# Exploring Github API

<br />

Usage demonstration of some base python functionalities to compute results on data from API.

<br />

### Computed results:
1. Total stargazers count per language
2. Average Stargazers-count per Language
3. Language-wise ratio of forks to watchers and individual averages of each
4. 'Repo Bigness' and its effect on %age contribution to total watchers of its respective language

<br />

### Key highlights:
1. Approach
2. Documentation
3. Attention to forward compatibility
4. (one of the) Simple solution to **_Windowing_** problem.

In [1]:
import requests
from pprint import pprint
from itertools import groupby
from collections import defaultdict


URL = 'http://api.github.com/orgs/zendesk/repos'

r = requests.get(URL)

if r.status_code == 200:
    print ('Response received')
else: print ('Failure')

if 'json' in r.headers.get('Content-Type'):
    data = r.json()
    print ('Data loaded successfully')
else:
    print('Response content is not in JSON format.')
    data = 'spam'

Response received
Data loaded successfully


## Total stargazers count per language

<br />

Basic summation of stargazers on each language. The solution makes use of:

- filter
- sorted

In [2]:

# total stargazers_count per language
keys_of_interest = {'name', 'language', 'stargazers_count'}

# Ensure all keys exist - Discard rows that don't have required values
removeInvalids = filter(lambda dct: keys_of_interest.issubset(set(dct.keys())), data) # lazy evaluation

# project dict to tuple with required columns/keys for easy groupby operation
#---NOTE: Sorted keys_of_interest to ensure that order of result doesnt change
sorted_KOI = sorted(keys_of_interest) # pre-computed to avoid calls for all rows
projectedData = (tuple(dct[k] for k in sorted_KOI) for dct in removeInvalids) #generator


# Remove language info as we know resultset is only for 'Ruby'
def filter_language(inpData, lang):
    return [(r[1], r[2]) for r in (filter(lambda tp: tp[0] == lang, inpData))] # tp[0] = language

# Lazy map till filter and then sorted computes
res = sorted(filter_language(projectedData, 'Ruby'), key=lambda tp: tp[1], reverse=True)

# Clean printing
print ('Top 3 repos in \'RUBY\'')
print ('--------')
for r in res[:3]:
    print (r)


Top 3 repos in 'RUBY'
--------
('dropbox-api', 357)
('zendesk_api_client_rb', 340)
('arturo', 164)


## Average Stargazers-count per Language

A basic calculation of average stargazers-count per language and then display top 3 languages as result. Formula for calculation is given below:

> formula of average stargazers per language = (total stargazers for language)/(repo count of language)

<br />

### Key areas:

1. Kept "keys_of_interest" as set to use 'issubset' - optimization for removing invalids (for demonstration only)
2. Projected data from dict to tuple - remove unnecessary data
3. column_wise_sum(): removes hardcoding of which columns to sum. Also unifies logic in 1 place for exception handling. Supports any number of columns to find creative summations.

In [3]:
# Using same projected data from previously but adding a variation for COUNT

keys_of_interest = {'name', 'language', 'stargazers_count'}
# Ensure all keys exist - Discard rows that don't have required values
removeInvalids = filter(lambda dct: keys_of_interest.issubset(set(dct.keys())), data) # lazy evaluation

sorted_KOI = sorted(keys_of_interest) # pre-computed to avoid calls for all rows
# project dict to tuple with required columns/keys for easy groupby operation
#---NOTE: Sorted keys_of_interest to ensure that order of result doesnt change
#------ Added extra value of '1' to tuple for using as COUNTER
projectedData = (tuple(dct[k] for k in sorted_KOI) + (1,) for dct in removeInvalids)
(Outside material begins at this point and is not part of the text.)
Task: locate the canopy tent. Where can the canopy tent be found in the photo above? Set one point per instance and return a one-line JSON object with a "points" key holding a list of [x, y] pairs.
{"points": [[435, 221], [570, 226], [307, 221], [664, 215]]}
# sort descending by language and stargazer-count
sortedData = sorted(projectedData, key=lambda k: (k[0], k[2]), reverse=True) # Groupby pre-requisite


def column_wise_sum (grpList, column_ids):
    # Input: list of tuples and list of id's of columns to sum.
    inpList = list(grpList) # groupby object conversion
    tuple_length = len(inpList[0]) # pre-compute to save cost
    # subset data, i.e., extract numeric columns to apply custom logic on.
    subset = [tuple(tp[i] for i in column_ids if i < tuple_length) for tp in inpList]
    
    """
    Logic: Expand and zip the list of tuples to convert it into column-wise list. Transpose. e.g.,
        [(2, 6), (7, 9)] => [(2, 7), (6, 9)]
           Then use SUM on each list to compute total
    """
    return tuple(sum(z) for z in zip(*subset))
    
# Use custom function to compute sum of each individual column, here: total-stargazers and repo-count
# Result = Language-wise total stargazers and repository count
groupedTotal = [ (k,) + (column_wise_sum(grp, [2, 3])) \
                        for k, grp in groupby(sortedData, key=lambda t: t[0])]


# Computing average stargazers per language
for tp in groupedTotal:
    print ("Average stargazers for language \'{}\' are: {}".format(tp[0], round(tp[1] / tp[2], 2)))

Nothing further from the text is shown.